Sandy Martinez begins filling in the first in-person ballot of the day at an early voting center on Saturday in Santa Fe. Early voting in New Mexico runs for two weeks through Oct. 31. (Cedar Attanasio/Associated Press)

More than 180,000 ballots have been cast statewide, according to the Secretary of State’s Office. As of Friday, Democrats accounted for nearly 55% of the tally, with a strong tendency toward voting by absentee ballot.

Registered Republicans accounted for one-third of ballots cast and mostly voted in person.

Oct. 20 is the final day to request an absentee ballot.

Early in-person voting has been happening at county clerk offices.

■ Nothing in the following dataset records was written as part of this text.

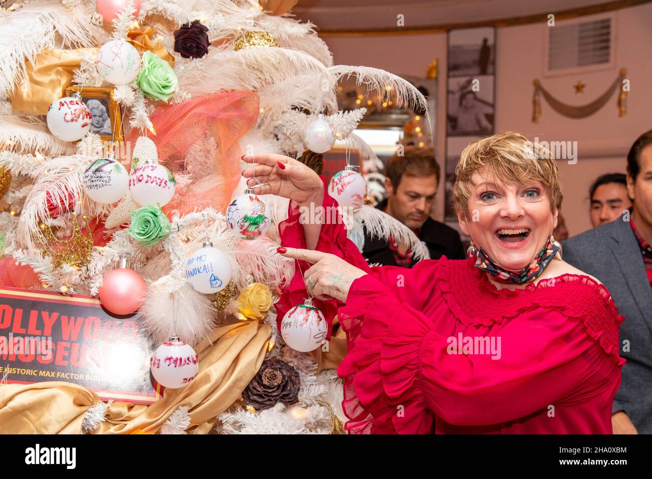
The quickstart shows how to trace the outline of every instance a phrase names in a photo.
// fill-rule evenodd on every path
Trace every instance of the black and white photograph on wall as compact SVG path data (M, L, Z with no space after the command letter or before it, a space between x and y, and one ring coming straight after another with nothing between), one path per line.
M494 76L448 79L447 133L486 135L494 131Z
M479 136L454 136L446 139L446 166L444 169L444 220L457 223L457 215L452 206L452 186L455 183L455 167L460 161L462 152L471 141L475 141ZM449 225L452 226L453 225ZM454 226L458 229L457 226Z
M492 75L496 65L496 29L460 29L449 32L448 76Z

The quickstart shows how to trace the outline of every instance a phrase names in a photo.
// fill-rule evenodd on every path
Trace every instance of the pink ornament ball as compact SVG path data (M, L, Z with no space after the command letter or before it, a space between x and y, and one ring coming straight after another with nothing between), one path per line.
M119 268L107 274L100 286L100 301L113 314L135 313L145 301L145 280L130 268Z
M118 14L125 9L128 0L97 0L97 12L102 15L104 23L111 26L111 22ZM140 11L140 0L134 0L134 7L136 8L136 16Z

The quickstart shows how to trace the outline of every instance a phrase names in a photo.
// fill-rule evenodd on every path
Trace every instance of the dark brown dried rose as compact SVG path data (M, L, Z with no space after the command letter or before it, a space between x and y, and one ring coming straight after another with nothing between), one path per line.
M288 363L270 358L243 391L244 402L261 411L281 402L286 406L297 401L301 381L299 373Z
M314 170L318 175L321 175L324 169L324 156L321 153L316 153L310 150L306 150L303 154L297 160L308 167Z
M201 58L208 53L207 31L199 20L184 23L174 32L174 51L184 58Z

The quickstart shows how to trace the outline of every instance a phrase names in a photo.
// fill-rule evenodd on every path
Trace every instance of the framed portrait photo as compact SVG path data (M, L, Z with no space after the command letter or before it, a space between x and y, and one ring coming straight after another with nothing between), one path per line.
M72 96L80 93L82 100L91 111L91 133L99 135L102 141L115 141L124 138L122 110L113 100L112 88L103 87L68 87L66 94Z

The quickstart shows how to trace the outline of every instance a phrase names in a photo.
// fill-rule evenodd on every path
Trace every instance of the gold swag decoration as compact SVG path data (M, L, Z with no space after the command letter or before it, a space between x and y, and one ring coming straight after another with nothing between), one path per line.
M233 50L238 51L256 46L278 46L276 37L265 31L247 31L233 42Z
M10 185L11 173L8 169L0 166L0 199L2 199L5 195L8 192Z
M560 102L559 100L554 98L550 92L546 90L538 80L534 80L533 82L534 83L534 96L532 99L532 106L533 109L533 111L532 113L532 121L535 123L537 123L539 117L541 116L541 94L543 95L546 101L548 102L548 104L550 104L553 109L564 116L569 117L570 118L584 118L584 117L587 117L589 115L593 115L599 109L602 108L604 106L604 104L607 102L607 100L609 100L609 97L612 96L614 91L618 89L620 90L620 94L618 95L617 103L618 116L624 116L627 113L625 100L627 98L627 92L623 89L623 80L625 80L625 76L627 74L627 70L625 68L621 68L618 78L614 80L614 83L612 83L611 86L607 89L606 91L591 103L582 106L572 106L572 105L567 105L565 103Z
M188 434L209 433L258 372L271 334L269 325L258 321L216 328L195 347L200 370L185 387L166 389L149 405L113 402L90 433L155 432L179 406L188 409ZM79 434L86 411L100 402L72 383L0 384L0 434Z
M291 10L299 0L259 0L260 8L269 15L282 15Z
M55 236L52 229L44 224L41 224L45 241L44 248L42 254L44 257L50 255L52 257L52 264L55 268L61 268L63 265L71 266L83 266L91 261L93 254L93 233L88 225L88 218L82 217L82 220L86 224L86 234L82 233L82 225L80 224L77 213L73 212L72 235L70 238L60 240Z

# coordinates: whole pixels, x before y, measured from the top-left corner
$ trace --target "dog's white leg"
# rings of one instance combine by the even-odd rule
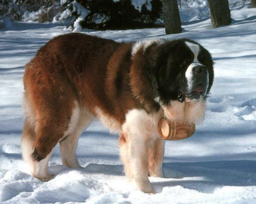
[[[34,138],[35,132],[27,119],[25,120],[23,133],[22,140],[22,149],[24,160],[27,162],[30,167],[30,173],[35,177],[42,181],[48,181],[53,178],[54,175],[48,174],[48,163],[54,148],[43,159],[37,161],[31,156],[34,150]]]
[[[151,176],[163,177],[162,166],[164,148],[165,141],[158,139],[152,147],[147,149],[148,171]]]
[[[129,111],[119,139],[120,156],[126,176],[134,182],[138,190],[148,193],[154,192],[148,180],[147,159],[147,143],[152,139],[151,134],[155,133],[152,132],[156,131],[156,122],[151,119],[144,111]]]
[[[69,133],[59,142],[62,163],[65,165],[71,168],[80,167],[76,155],[78,140],[83,130],[90,125],[92,121],[93,117],[90,112],[86,111],[80,111],[79,118],[77,123],[75,124],[75,128],[73,128],[72,124],[70,124],[69,129],[73,129],[74,130]]]
[[[122,131],[119,139],[120,154],[125,172],[129,180],[134,182],[137,189],[154,193],[148,180],[145,141],[136,140],[140,135]]]

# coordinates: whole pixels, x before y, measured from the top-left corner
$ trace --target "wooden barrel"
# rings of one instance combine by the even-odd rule
[[[191,137],[195,130],[193,123],[176,122],[162,118],[158,122],[158,133],[163,140],[180,140]]]

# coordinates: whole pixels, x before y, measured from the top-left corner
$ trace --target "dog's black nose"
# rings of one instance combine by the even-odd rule
[[[194,67],[194,72],[195,74],[207,74],[207,70],[205,66],[199,65]]]

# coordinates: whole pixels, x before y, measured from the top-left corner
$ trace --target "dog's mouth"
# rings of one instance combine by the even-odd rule
[[[200,96],[204,95],[205,89],[202,83],[200,83],[192,89],[192,91],[186,94],[186,97],[190,100],[198,99]]]

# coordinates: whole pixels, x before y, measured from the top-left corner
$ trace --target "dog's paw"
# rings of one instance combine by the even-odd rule
[[[146,194],[155,194],[155,191],[152,187],[152,185],[150,181],[136,181],[136,188],[140,191],[143,191]]]
[[[54,174],[48,174],[47,176],[44,177],[41,177],[41,178],[36,177],[36,178],[42,181],[47,182],[47,181],[49,181],[49,180],[53,179],[54,178]]]

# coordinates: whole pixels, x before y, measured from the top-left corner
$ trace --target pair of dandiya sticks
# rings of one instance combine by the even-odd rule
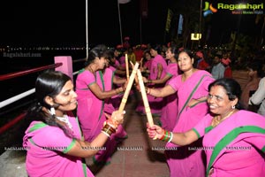
[[[130,90],[131,90],[132,86],[133,84],[133,81],[135,80],[135,81],[138,82],[138,84],[140,86],[140,93],[141,93],[145,111],[146,111],[146,113],[147,113],[148,121],[150,126],[154,126],[151,109],[149,107],[149,103],[148,103],[148,96],[147,96],[147,93],[146,93],[145,85],[144,85],[144,82],[143,82],[143,80],[142,80],[142,75],[141,75],[140,71],[138,69],[140,64],[138,62],[135,63],[135,65],[133,65],[133,69],[132,69],[132,72],[130,77],[129,77],[129,65],[128,65],[127,54],[125,55],[125,65],[126,65],[126,76],[127,76],[127,80],[128,80],[128,84],[127,84],[126,89],[125,91],[125,94],[124,94],[123,99],[121,101],[121,104],[119,105],[118,112],[122,112],[124,111],[125,104],[127,102],[127,98],[128,98]],[[138,76],[137,78],[136,78],[136,74]]]

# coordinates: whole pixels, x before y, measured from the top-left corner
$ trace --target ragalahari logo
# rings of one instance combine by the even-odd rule
[[[209,14],[216,13],[217,9],[214,8],[212,4],[209,4],[209,3],[206,1],[204,9],[202,11],[204,11],[203,17],[207,17]]]

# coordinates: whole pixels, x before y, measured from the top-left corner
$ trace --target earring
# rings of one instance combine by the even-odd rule
[[[55,109],[54,109],[54,107],[51,107],[49,109],[49,112],[50,112],[50,113],[51,113],[52,116],[55,115]]]

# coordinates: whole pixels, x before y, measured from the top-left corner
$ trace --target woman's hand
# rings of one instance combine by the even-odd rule
[[[154,125],[151,127],[149,123],[147,123],[147,127],[148,136],[152,139],[161,139],[164,135],[164,129],[159,126]]]
[[[112,112],[111,116],[105,113],[106,118],[108,119],[108,122],[110,124],[114,124],[113,126],[117,126],[124,122],[124,115],[125,114],[125,111],[119,112],[118,111],[115,111]]]
[[[148,83],[148,80],[146,77],[142,77],[142,81],[143,81],[145,83]]]
[[[203,96],[203,97],[201,97],[199,99],[191,99],[189,104],[188,104],[188,106],[193,107],[193,106],[194,106],[195,104],[197,104],[199,103],[206,102],[206,101],[207,101],[207,96]]]

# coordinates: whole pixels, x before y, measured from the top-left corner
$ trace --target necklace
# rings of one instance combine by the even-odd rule
[[[223,121],[225,119],[229,118],[231,114],[233,114],[235,110],[231,111],[226,116],[223,118],[217,119],[217,116],[215,116],[215,118],[212,120],[212,127],[216,127],[218,124],[220,124],[222,121]]]
[[[94,73],[94,71],[93,71],[93,69],[91,68],[90,65],[88,65],[87,69],[88,69],[88,71],[89,71],[91,73]]]
[[[70,123],[67,115],[64,114],[63,117],[58,117],[58,116],[57,116],[57,119],[58,120],[62,121],[62,122],[64,122],[64,123],[68,126],[68,127],[69,127],[70,129],[72,128],[72,124]]]

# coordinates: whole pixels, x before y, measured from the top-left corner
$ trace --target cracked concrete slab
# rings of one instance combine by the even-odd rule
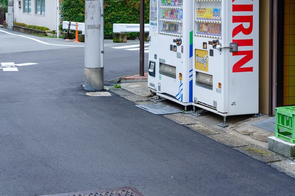
[[[230,127],[230,129],[243,135],[249,135],[251,138],[255,140],[267,142],[268,138],[274,135],[274,134],[254,126],[251,124],[269,118],[270,117],[264,116],[258,118],[253,118],[236,122]]]
[[[187,125],[186,126],[192,130],[203,135],[213,135],[220,133],[221,132],[220,131],[200,122],[198,124]]]
[[[164,116],[181,125],[193,125],[200,122],[197,120],[196,117],[190,114],[177,114]]]
[[[120,88],[111,89],[110,89],[109,91],[112,91],[114,93],[115,93],[117,95],[119,95],[120,96],[127,95],[132,95],[133,94],[133,93],[128,91],[126,91],[126,90],[124,90],[123,89],[121,89]]]
[[[287,159],[268,164],[271,167],[295,178],[295,162]]]
[[[142,97],[141,96],[140,96],[137,95],[124,95],[121,96],[133,102],[135,102],[136,101],[146,101],[150,100],[149,99]]]
[[[230,134],[221,131],[219,134],[209,135],[208,137],[217,141],[232,148],[241,147],[251,145],[252,143],[242,140],[231,135]]]
[[[148,88],[147,82],[124,83],[120,84],[121,88],[133,93],[135,94],[145,97],[152,97],[155,95]]]
[[[249,156],[267,163],[286,159],[285,157],[256,145],[234,148]]]

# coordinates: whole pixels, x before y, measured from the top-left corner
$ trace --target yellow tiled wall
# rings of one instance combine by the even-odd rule
[[[284,105],[295,105],[295,0],[285,0]]]

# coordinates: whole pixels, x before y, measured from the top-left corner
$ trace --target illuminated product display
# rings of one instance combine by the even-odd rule
[[[258,113],[259,1],[192,1],[193,105],[224,117]]]
[[[158,17],[150,21],[148,87],[159,96],[186,106],[193,102],[193,3],[150,1],[151,12],[158,4]]]

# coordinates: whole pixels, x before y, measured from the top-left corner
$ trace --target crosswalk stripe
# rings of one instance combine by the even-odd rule
[[[148,46],[148,43],[145,43],[145,46]],[[139,47],[140,45],[139,44],[136,44],[136,45],[130,45],[129,46],[121,46],[119,47],[113,47],[112,48],[114,48],[116,49],[122,49],[124,48],[135,48],[135,47]]]

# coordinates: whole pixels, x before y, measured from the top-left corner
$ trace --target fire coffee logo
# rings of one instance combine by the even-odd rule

Starting Saturday, it’s easier to vote in person ahead of Nov. 3, with opening hours and locations varying by day and by county.

Jacob and Kundra Hernandez, 19-year-old twins from Santa Fe said they were voting for the first time Saturday and support Joe Biden.

“Why would we pick anyone else?” Jacob Hernandez asked as he stood in line at an early voting location Saturday.

President Donald Trump is getting a second chance to win New Mexico after losing the state in 2016 to Hillary Clinton by 8 percentage points. Other closely watched races include a rematch in the 2nd Congressional District race as former state Rep. Yvette Herrell, R-Alamogordo, challenges U.S. Rep. Xochitl Torres Small.

The entire Legislature is up for election after a progressive wave of primary candidates forced out several incumbent Democratic senators.

Weston and Fillas are on opposites sides of the political divide but have plenty in common.

Both say they’ve been reading and watching the news for hours each day and relying on their church communities during the COVID-19 pandemic.

Like Biden, Weston is an active Catholic but says that commonality “means nothing.”

Fillas, who volunteers with her Baptist church, says Trump doesn’t embody her Christian values.

“I’m a strong Christian, and I am against abortion. I can’t stand Trump at all,” she says.

Fillas’ refuge from politics is her Baptist church community.

“I had knee surgery this year, and 20 people volunteered to bring me food. It made me cry,” she says.